Suppose statement 2 is true and axiom of induction is false. Then there exists a set A so that $0 \in A$ and $ (n \in A) \Rightarrow (n+1 \in A)$,   while A is a strict subset of $\mathbb{N}$, so the complement $А^c$ is non-empty. According to statement 2, set $A^c$ should contain minimum $m$. Since $0 \notin A$, then $0 \lt m$, so according to transitivity $0$ must be less than any number in $А$, including $0$ itself which is a contradiction.

Still it doesn't prove the opposite implication.

Answer 1

To show: "Any subset of $\mathbb{N}$ with upper bound contains maximum"

Let $A\subseteq \mathbb{N}$ such that $\beta\in\mathbb{N}$ is an upper-bound of $A$.
By pigeon-hole principle, $|A|\le \beta$.
Now we can use induction on size of $A$ to show that there exists a maximum.
But, principle of mathematical induction relies on Well-Ordering Principle of $\mathbb{N}$, which in turn, relies on inductive axiom of Peano.
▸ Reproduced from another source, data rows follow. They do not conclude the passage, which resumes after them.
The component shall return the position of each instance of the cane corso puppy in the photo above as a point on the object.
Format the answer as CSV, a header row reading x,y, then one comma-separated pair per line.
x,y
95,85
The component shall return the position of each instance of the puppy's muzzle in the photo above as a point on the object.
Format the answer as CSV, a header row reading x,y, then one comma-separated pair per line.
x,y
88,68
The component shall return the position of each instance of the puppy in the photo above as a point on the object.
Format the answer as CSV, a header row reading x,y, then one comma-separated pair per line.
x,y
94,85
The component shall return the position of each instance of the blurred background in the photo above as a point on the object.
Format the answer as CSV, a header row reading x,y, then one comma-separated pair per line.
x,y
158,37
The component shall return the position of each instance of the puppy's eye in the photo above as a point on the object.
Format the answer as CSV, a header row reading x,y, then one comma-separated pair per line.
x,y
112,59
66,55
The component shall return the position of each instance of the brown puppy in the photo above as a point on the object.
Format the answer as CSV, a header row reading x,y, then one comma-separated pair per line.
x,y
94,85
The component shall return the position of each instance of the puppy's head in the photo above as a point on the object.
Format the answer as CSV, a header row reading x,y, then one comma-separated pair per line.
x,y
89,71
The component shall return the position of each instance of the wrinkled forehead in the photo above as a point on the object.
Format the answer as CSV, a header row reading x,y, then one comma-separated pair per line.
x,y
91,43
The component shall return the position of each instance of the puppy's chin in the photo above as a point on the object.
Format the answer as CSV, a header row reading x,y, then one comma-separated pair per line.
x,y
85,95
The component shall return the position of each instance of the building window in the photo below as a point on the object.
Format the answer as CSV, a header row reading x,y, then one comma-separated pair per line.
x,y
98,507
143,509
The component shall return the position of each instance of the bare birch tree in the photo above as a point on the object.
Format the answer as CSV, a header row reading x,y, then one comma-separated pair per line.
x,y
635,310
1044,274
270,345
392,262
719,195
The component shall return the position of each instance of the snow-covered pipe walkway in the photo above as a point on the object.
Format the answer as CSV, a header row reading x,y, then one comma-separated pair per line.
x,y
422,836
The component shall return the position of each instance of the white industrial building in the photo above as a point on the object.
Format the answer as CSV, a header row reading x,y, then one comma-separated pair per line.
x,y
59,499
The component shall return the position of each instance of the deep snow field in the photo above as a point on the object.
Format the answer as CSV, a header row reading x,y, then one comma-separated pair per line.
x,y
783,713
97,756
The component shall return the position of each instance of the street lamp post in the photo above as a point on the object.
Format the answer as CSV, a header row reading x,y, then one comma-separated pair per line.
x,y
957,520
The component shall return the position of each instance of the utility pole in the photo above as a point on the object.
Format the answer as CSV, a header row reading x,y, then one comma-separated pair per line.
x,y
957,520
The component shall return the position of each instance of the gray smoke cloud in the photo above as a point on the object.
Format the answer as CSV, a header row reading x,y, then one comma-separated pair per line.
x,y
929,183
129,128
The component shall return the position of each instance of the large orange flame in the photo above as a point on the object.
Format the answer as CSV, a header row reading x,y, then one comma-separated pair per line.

Also note, that you can not define subset of negative integers like $B=\{-a:a\in A\}$, because $B$ is no more subset of $\mathbb{N}$, so Peano's axioms can't be applied on $B$.

Additional comment:
Caution: I assume $0\in\mathbb{N}$.

Proposition: If $|A|=m$, for some $m\in\mathbb{N}$, then $\sup{A}\in A$

Define inductive set $T=\{n:\sup{A}\in A,\text{when }|A|=n\}$.
We need to show that $T=\mathbb{N}\setminus\{0\}$.
But inductive axiom of Peano, is not suitable to prove this. So, we instead define set $S=T\cup\{0\}$ and show that $S=\mathbb{N}$ using inductive ($5^{th}$) axiom of Peano.
$0\in S$, by definition.
Assume $n\in S$, i.e., $\sup{A}\in A$ when $|A|=n$. Let $\sup{A}=\alpha$.
When $|A'|=n+1$, $A'=A\cup\{b\}$, where $b$ is the new element.
Two possible cases for $b\in A'$: either $b>\alpha$ or $b\le \alpha$. ($\because$ Trichotomy).
$\implies b=\sup{A'}$ or $\alpha=\sup{A'}$.
In either case, $\sup{A'}\in A'$.
Hence, $n+1\in S$.
By inductive axiom of Peano, we have shown that for every size $m\in\mathbb{N}$ of set $A$, $\sup{A}\in A$.

Answer 2

Your argument does not make sense. The axiom of induction says something about subsets $A ⊆ ℕ$ such that $0 ∈ A$ and $∀n ∈ ℕ \colon~ n ∈ A \implies n+1 ∈ A$.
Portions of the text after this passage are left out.